Örnek: “Bundan sonra artık Rakım’da bir piyano ile bir de piyanocu arzuları baş gösterdi. Her akşam evine gelip de Canan’ın yüzünü görünce güya kızın çehresi “Hani ya verdiğin söz!” diye soruyormuş sanarak üzüldü.
3. Okuduğunuz parçanın olay örgüsünü aşağıya yazınız.
Rakım’ın cariyesi Canan’a dadısı olmadan dışarıya çıkmasını yasaklaması
Rakım’ın Canan’a piyano alacağını ve öğretmen tutacağını söylemesi
Rakım’ın Fransız dostunun evine gitmesi, piyanoda alaturka parçalar çalınması
Rakım’ın piyano çalan esmer kadının Canan’ın piyano öğretmeni olduğunu öğrenmesi
4. Tanzimat roman ve hikâyelerinde toplumu eğitme amacı öne çıkar; iyiler çok iyi, kötüler çok kötüdür, iyiler ödüllendirilir, kötüler cezalandırılır. Metinden bu açıklamaya örnekler bularak aşağıya yazınız.

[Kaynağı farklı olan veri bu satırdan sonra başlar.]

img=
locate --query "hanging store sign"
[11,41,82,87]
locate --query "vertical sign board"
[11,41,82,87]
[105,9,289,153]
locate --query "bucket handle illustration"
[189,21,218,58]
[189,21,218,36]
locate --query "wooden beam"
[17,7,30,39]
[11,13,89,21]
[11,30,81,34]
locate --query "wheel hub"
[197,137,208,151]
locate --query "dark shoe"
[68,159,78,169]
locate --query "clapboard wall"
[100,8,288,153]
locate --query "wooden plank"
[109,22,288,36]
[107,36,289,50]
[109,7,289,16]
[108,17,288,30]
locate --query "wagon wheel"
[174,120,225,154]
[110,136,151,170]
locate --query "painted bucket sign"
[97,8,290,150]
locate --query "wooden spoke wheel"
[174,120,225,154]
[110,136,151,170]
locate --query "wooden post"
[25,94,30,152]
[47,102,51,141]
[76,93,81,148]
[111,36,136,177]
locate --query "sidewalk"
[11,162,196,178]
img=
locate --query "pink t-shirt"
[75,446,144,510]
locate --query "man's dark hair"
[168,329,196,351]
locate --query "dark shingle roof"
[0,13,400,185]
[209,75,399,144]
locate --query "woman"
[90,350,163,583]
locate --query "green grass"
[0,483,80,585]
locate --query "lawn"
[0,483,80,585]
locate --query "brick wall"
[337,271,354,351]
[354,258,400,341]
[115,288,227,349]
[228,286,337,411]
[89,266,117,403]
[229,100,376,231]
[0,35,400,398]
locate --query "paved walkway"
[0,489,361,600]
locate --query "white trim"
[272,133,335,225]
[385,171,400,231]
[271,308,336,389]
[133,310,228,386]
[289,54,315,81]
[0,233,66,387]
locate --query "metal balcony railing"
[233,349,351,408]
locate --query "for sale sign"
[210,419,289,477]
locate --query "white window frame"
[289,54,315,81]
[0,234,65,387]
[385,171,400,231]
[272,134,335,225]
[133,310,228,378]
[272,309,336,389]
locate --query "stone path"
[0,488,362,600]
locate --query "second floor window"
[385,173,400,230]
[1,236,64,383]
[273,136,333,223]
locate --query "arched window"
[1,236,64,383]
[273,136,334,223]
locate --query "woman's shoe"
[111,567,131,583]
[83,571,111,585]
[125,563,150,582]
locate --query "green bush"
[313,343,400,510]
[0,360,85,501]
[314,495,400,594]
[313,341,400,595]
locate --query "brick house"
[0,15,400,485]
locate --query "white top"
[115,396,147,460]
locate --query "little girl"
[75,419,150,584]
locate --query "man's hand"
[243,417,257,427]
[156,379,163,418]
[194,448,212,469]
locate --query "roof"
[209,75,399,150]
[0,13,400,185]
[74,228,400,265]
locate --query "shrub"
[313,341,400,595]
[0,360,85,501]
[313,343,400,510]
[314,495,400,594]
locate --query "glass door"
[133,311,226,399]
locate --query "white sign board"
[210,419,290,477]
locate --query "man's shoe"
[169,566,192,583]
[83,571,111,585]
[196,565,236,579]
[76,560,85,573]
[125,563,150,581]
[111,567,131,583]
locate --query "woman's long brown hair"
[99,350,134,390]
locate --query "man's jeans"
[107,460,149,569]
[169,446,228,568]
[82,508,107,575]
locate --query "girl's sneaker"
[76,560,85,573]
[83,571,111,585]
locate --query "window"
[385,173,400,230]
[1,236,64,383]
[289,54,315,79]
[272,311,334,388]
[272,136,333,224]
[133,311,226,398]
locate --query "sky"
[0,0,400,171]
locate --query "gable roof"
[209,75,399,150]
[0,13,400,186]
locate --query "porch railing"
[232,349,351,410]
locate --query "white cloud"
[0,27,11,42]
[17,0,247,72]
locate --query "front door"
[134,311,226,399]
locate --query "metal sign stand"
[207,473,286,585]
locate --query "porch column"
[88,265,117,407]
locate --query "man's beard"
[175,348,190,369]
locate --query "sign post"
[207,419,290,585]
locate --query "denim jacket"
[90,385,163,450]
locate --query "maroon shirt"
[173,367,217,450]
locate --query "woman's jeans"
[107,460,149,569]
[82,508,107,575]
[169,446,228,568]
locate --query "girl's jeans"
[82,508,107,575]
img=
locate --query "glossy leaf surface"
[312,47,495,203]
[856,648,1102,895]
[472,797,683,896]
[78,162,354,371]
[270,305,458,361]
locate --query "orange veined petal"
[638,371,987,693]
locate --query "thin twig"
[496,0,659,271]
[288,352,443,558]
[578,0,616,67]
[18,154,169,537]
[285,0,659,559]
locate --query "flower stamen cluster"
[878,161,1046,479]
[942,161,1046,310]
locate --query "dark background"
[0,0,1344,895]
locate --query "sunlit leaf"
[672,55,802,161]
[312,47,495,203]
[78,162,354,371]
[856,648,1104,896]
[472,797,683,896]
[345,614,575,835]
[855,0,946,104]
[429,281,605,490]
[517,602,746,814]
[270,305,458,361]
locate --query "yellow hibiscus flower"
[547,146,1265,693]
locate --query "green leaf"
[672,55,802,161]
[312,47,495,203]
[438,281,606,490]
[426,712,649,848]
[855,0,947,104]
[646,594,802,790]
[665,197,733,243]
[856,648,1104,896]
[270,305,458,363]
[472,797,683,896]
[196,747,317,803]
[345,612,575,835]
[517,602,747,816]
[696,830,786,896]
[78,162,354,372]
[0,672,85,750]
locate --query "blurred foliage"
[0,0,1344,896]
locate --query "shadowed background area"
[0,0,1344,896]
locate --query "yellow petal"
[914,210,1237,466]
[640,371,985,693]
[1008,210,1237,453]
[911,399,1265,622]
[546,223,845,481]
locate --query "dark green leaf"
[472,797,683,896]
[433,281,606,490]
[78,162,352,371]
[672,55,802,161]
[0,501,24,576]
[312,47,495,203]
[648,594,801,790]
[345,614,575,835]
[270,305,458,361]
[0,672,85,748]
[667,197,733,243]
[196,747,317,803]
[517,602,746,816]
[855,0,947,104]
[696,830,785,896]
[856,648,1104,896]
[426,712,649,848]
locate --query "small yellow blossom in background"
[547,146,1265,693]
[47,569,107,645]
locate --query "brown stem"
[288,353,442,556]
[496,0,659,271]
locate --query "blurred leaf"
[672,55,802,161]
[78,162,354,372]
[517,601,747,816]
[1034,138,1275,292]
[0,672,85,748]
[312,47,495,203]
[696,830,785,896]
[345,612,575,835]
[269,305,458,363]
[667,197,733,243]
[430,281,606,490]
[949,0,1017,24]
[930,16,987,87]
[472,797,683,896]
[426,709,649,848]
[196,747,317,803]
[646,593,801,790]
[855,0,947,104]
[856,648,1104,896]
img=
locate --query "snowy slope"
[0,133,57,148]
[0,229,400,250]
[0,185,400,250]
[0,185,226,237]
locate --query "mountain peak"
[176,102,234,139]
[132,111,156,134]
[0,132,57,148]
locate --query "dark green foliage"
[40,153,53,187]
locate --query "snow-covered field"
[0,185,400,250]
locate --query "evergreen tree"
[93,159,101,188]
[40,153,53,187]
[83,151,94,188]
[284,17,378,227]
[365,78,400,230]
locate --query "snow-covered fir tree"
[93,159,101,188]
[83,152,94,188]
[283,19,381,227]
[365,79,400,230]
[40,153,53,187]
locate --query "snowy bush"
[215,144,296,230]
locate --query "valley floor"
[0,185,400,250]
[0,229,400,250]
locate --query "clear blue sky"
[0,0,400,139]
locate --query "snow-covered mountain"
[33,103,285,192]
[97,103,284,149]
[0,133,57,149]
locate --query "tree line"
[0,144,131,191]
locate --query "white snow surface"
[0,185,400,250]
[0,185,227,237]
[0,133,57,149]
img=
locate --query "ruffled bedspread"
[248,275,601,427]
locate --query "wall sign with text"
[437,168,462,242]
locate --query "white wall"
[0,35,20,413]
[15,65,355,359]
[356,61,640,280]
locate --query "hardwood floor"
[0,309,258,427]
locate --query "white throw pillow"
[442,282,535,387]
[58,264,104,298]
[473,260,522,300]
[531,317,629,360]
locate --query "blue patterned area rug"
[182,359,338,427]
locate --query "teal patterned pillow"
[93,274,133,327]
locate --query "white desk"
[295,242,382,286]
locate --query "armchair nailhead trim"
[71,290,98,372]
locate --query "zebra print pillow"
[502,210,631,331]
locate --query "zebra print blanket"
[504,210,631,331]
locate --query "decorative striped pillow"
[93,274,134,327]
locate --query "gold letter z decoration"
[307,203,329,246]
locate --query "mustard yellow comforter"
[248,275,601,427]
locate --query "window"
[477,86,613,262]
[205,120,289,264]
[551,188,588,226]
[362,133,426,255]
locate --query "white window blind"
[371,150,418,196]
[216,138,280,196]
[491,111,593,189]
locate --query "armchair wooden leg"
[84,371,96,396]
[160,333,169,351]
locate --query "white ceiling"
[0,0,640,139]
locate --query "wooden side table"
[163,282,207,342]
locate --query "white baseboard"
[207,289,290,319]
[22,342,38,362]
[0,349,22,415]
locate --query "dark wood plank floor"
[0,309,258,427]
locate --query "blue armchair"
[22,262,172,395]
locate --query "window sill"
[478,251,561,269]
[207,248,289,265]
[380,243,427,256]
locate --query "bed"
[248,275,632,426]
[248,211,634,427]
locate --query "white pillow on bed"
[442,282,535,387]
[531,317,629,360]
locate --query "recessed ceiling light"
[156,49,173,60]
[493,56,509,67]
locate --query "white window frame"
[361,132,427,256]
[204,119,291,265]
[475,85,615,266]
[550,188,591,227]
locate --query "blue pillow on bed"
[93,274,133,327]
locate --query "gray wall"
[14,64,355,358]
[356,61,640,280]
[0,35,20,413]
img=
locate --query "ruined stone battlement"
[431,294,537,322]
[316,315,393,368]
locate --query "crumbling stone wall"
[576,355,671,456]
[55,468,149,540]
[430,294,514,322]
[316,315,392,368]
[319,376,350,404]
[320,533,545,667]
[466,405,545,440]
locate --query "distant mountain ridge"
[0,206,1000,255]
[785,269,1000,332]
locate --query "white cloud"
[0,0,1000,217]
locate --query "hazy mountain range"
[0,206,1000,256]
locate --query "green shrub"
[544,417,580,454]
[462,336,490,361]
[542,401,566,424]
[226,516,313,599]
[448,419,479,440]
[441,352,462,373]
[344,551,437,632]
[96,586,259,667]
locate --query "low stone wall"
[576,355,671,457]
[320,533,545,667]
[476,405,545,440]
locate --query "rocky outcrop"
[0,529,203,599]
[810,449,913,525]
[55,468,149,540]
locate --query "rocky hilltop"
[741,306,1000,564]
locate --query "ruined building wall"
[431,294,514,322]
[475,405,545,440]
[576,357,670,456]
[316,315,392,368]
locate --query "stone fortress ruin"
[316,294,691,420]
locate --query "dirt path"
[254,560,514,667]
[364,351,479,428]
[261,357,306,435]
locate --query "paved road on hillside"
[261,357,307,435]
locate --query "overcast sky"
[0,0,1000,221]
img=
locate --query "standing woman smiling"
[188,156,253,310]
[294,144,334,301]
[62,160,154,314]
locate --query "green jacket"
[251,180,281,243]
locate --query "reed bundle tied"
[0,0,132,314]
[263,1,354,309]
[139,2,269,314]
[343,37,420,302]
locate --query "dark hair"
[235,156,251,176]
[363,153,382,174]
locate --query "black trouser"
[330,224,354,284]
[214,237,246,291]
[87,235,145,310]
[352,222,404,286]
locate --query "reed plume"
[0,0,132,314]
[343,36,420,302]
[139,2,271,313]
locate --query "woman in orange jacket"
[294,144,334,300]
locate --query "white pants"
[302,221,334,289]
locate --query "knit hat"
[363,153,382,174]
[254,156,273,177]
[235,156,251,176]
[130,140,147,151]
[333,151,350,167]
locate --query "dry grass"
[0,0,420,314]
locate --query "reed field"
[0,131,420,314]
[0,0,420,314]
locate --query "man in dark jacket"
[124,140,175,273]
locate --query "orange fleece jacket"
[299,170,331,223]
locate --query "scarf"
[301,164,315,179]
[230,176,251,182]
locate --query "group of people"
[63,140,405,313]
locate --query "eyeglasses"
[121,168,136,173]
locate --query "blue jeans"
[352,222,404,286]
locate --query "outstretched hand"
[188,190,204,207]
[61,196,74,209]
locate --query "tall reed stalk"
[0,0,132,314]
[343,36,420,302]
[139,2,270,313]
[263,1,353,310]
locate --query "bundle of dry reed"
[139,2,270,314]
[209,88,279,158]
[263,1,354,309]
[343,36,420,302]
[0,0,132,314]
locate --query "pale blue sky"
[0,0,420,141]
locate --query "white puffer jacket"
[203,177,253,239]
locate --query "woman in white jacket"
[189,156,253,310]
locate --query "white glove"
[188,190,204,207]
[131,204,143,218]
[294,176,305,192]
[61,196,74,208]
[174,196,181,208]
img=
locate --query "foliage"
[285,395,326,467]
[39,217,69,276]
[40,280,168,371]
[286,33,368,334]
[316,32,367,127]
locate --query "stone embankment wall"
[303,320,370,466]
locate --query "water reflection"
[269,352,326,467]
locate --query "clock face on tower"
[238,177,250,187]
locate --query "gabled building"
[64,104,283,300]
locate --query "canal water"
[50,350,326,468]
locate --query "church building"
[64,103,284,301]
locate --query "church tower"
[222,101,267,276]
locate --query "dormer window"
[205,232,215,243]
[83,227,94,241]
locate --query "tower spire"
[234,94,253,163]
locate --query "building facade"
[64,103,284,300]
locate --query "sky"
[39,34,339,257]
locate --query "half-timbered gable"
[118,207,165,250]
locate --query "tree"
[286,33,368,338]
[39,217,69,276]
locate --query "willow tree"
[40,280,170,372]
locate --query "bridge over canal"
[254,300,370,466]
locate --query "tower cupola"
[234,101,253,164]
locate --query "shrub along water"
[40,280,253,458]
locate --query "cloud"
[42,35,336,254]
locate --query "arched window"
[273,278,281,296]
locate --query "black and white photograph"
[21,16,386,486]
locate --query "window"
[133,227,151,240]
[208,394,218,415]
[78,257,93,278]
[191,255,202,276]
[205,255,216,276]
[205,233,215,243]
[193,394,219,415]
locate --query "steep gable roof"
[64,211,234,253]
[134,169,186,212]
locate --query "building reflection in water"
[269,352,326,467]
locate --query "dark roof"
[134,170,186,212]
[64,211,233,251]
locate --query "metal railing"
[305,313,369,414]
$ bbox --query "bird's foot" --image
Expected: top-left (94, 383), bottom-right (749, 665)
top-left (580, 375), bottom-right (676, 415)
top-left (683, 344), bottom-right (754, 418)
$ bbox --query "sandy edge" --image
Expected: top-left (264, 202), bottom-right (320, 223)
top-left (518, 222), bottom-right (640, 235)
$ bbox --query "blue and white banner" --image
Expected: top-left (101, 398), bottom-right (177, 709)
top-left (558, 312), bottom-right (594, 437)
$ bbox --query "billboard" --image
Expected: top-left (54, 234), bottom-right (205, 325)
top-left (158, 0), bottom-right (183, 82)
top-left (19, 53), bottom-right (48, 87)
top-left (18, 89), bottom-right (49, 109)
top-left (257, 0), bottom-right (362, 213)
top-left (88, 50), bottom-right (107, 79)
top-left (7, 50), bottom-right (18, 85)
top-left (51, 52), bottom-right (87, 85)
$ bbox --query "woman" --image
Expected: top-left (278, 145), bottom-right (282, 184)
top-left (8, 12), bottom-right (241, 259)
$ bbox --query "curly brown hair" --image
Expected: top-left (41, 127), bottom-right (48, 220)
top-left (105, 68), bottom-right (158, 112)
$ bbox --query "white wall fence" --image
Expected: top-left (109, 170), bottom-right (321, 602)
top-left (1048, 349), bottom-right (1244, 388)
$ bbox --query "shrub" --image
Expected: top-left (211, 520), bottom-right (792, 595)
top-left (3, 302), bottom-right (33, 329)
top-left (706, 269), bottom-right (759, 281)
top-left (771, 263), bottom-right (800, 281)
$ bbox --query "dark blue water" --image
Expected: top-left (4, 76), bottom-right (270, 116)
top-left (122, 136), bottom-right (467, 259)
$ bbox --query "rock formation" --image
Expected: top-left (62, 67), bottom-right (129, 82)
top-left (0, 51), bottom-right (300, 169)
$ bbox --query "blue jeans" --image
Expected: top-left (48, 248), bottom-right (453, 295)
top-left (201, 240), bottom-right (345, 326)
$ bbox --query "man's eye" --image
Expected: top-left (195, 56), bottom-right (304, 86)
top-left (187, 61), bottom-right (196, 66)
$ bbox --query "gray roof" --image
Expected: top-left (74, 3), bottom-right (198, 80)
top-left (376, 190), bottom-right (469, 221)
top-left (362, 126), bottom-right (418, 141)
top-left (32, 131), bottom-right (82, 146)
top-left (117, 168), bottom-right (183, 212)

Cevap: Roman kahramanı Rakım romanda ideal insan “tipi”ni yansıtır. Rakım Efendi ağırbaşlı, çalışkan, vaktini boşa harcamayan biridir. Bu özellikleriyle Rakım Efendi kültürlü, bilgili, çağdaş ve Batılılaşmayı doğru anlayan bir tip olarak göze çarpmaktadır. Aynı zamanda o, ahlaklı ve iyi huy olarak gördüğümüz tüm davranışları üzerinde toplamıştır ki bu yönüyle tam bir Osmanlı beyefendisi özelliği göstermektedir.
Verilen metinde Rakım’ın cariyesi Canan’a iyi davranması onun kişilik özellikleriyle örtüşmektedir.
5 . Aşağıdaki bilgilerden doğru olanların başına “D”, yanlış olanların başına “Y” yazınız.
(D) a. Tanzimat edebiyatı romanlarında Doğu-Batı çatışması ile bundan doğan yıkımlar ve tarihteki başarılar öne çıkan konulardır.
(Y) b. Tanzimat edebiyatı romanları teknik olarak güçlüdür. Yazarlar romanın akışına müdahale etmez, romanı genellikle bir öğütle bitirirler.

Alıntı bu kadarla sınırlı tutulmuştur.